Selon le ministère de la Santé, contacté par l’AFP « les mesures proposées ne remettent nullement en cause le dispositif de l’AME, mais constituent des ajustements conformes aux recommandations du rapport Evin-Stefanini ». Cette mission d’information avait été créée au moment de l’examen de la loi Asile et Immigration, communément appelée loi Darmanin. Durant cette séquence politique, fin 2023, le Sénat avait voulu la suppression pure et simple du dispositif, remplacé par une « aide médicale d’urgence », réduite à peau de chagrin.
Je n’ai jamais vu dans ma vie une personne qui se présente à une permanence juridique et qui a comme projet d’avoir des soins balnéo.
A. Rieu
Aujourd’hui, la voix des personnes bénéficiant de l’AME, comme celles des associations, semble peu audible. « Le gouvernement ne nous écoute pas à cause de volontés politiques qui sont en dehors de toute rationalité », estime Matthias Thibeaud, référent plaidoyer pour Médecins du monde. Parmi les soins exclus du dispositif de l’AME, la balnéothérapie. Aude Rieu, coordinatrice à la FASTI, dénonce « l’opportunisme visant à donner des gages à l’extrême droite et à la droite ».
Elle ajoute : « Je n’ai jamais vu dans ma vie une personne qui se présente à une permanence juridique et qui a comme projet d’avoir des soins balnéo. Ce n’est absolument pas la réalité. Ce qu’on voit par contre, c’est le non-recours. » Les personnes souhaitant obtenir l’AME devraient désormais présenter des documents d’identité avec une photographie.
Une exigence qui pourrait avoir des conséquences dramatiques d’après Médecins du Monde. « On le voit tous les jours dans nos centres de santé, c’est très compliqué pour des personnes étrangères en situation de grande précarité de disposer de tels documents, à la suite de parcours de migration particulièrement violents et une situation de grande précarité en France ». L’ONG estime que « seulement 8 % des personnes accompagnées en Île-de-France sont capables d’obtenir ces documents ».
Danger pour les femmes
Autre restriction, introduite par les projets de décrets : conditionner l’obtention de l’AME, non plus aux seules ressources de la personne concernée, mais à celle de l’ensemble du foyer. « C’est un vrai danger pour les femmes victimes de violence, qui ne pourront plus être indépendantes dans leur demande et qui seront liées à leur conjoint », s’inquiète Aude Rieu, du Fasti.

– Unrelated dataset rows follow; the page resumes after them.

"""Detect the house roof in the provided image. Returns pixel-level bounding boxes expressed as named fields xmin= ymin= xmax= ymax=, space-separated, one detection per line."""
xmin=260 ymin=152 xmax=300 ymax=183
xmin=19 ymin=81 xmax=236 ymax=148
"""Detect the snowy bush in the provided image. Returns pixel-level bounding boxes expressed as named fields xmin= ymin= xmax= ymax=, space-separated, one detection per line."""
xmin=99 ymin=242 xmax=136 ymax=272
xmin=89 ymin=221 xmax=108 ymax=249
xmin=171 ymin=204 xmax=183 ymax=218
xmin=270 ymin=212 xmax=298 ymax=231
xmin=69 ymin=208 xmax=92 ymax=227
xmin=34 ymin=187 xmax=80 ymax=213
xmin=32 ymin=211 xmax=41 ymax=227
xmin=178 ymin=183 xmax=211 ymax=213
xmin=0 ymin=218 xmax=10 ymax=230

Les personnes concernées vont se rendre aux urgences, déjà saturées et en manque criant de moyens.
Par ailleurs, la remise en cause du droit à la santé des personnes exilées pose des questions de santé publique. Le Collectif d’accès au droit rappelle : « Supprimer progressivement tous les recours de ce type-là pour les personnes en situation irrégulière entraîne mécaniquement une dégradation de la santé. Ce qui est complètement contre-productif, puisque les personnes concernées vont se rendre aux urgences, déjà saturées et en manque criant de moyens. »

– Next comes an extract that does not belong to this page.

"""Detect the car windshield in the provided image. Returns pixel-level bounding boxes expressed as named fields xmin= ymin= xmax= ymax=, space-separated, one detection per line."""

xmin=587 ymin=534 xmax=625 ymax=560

Autre effet possible : attaquer la possibilité d’accès à certains soins pour les personnes immigrées peut ouvrir des brèches pour l’ensemble de la population, estime Antoine Math. « Quand on s’en prend au droit à la santé de personnes en situation irrégulière, on légitime le fait de s’en prendre, demain, à d’autres catégories ». La Caisse nationale d’assurance maladie devra donne un avis consultatif la semaine prochaine. En cas de chute du gouvernement lundi, ces projets de décret, seront enterrés. Au moins pour un temps.